What the consultant was meaning to ask was, “Do you have a manual of documented business continuity policies and procedures?”  What the client heard was, “Do you have a business continuity solution in place?”

Then there was this rather uncomfortable moment I had in a corporate board meeting where I was reporting on the company’s business continuity posture:

CEO:  “Okay, Joe, cut to the chase.  You have been here a while, what is your greatest fear that could impact our ability to operate our business?”

JOE:  “A data center disaster.  This is the one disaster that will impact your operations world-wide and bring everything to a halt.”

CEO:  “But, we have taken care of that.  Our IT Director just gave us a presentation last month on his Disaster Recovery Plan in case of a data center disaster.”

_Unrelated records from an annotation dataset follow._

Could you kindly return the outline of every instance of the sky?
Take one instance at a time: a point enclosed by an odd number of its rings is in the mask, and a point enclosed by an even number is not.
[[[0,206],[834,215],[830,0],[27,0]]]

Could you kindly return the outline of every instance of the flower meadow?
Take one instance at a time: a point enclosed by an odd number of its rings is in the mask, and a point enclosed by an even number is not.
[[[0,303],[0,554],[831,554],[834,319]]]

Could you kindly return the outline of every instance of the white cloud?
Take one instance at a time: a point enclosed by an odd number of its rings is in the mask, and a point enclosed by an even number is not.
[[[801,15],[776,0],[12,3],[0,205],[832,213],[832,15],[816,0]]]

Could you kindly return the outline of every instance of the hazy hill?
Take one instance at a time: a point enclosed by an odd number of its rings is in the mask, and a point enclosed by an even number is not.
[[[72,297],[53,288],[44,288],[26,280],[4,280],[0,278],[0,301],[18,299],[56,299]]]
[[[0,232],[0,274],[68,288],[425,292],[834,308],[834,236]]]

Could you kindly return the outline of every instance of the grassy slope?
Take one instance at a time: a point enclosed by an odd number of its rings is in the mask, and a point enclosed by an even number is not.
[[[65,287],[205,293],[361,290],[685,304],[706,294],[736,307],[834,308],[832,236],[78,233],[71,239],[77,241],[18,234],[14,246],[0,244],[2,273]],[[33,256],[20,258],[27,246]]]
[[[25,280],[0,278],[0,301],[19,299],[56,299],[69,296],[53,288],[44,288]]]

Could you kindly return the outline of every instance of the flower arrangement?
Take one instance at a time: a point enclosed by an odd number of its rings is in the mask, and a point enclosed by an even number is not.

JOE:  “Yes, I saw that presentation.  His plan is a plan to build out a recovery capability – but you have no recovery capability today.  His presentation showed a backup site that he recommends be established but isn’t there today.  If your data center goes down today … you are out of business.”

CEO:  (Turning to the IT Director)  “Is that true?  We don’t have a recovery plan today?”

IT DIRECTOR:  “No, we have a plan.  It is just going to take us 15 months to get it up and running if the budget gets approved.”

CEO:  “Oh, that’s not good!  I was under the impression we had a plan in place and not just a plan to build a plan.”

Awkward!

I have seen it time and time again.  The board of director does what it is told to do; ask if we have a plan in place.  The responsible party gives a nice terse, “Yes” answer and everybody is happy.  Then I come in later and explain, “Well, you might have a recovery ‘plan’ but you don’t have a recovery capability.”

I instruct my consultants:  If you want to know if they have a recovery capability, ask them what their recovery capability is; If you want to know if their capabilities are supported by documented policies and procedures, ask them to see their documented policies and procedures.

My consulting plan is – avoid the word “plan” – and, be more precise by stating what you want that word to mean.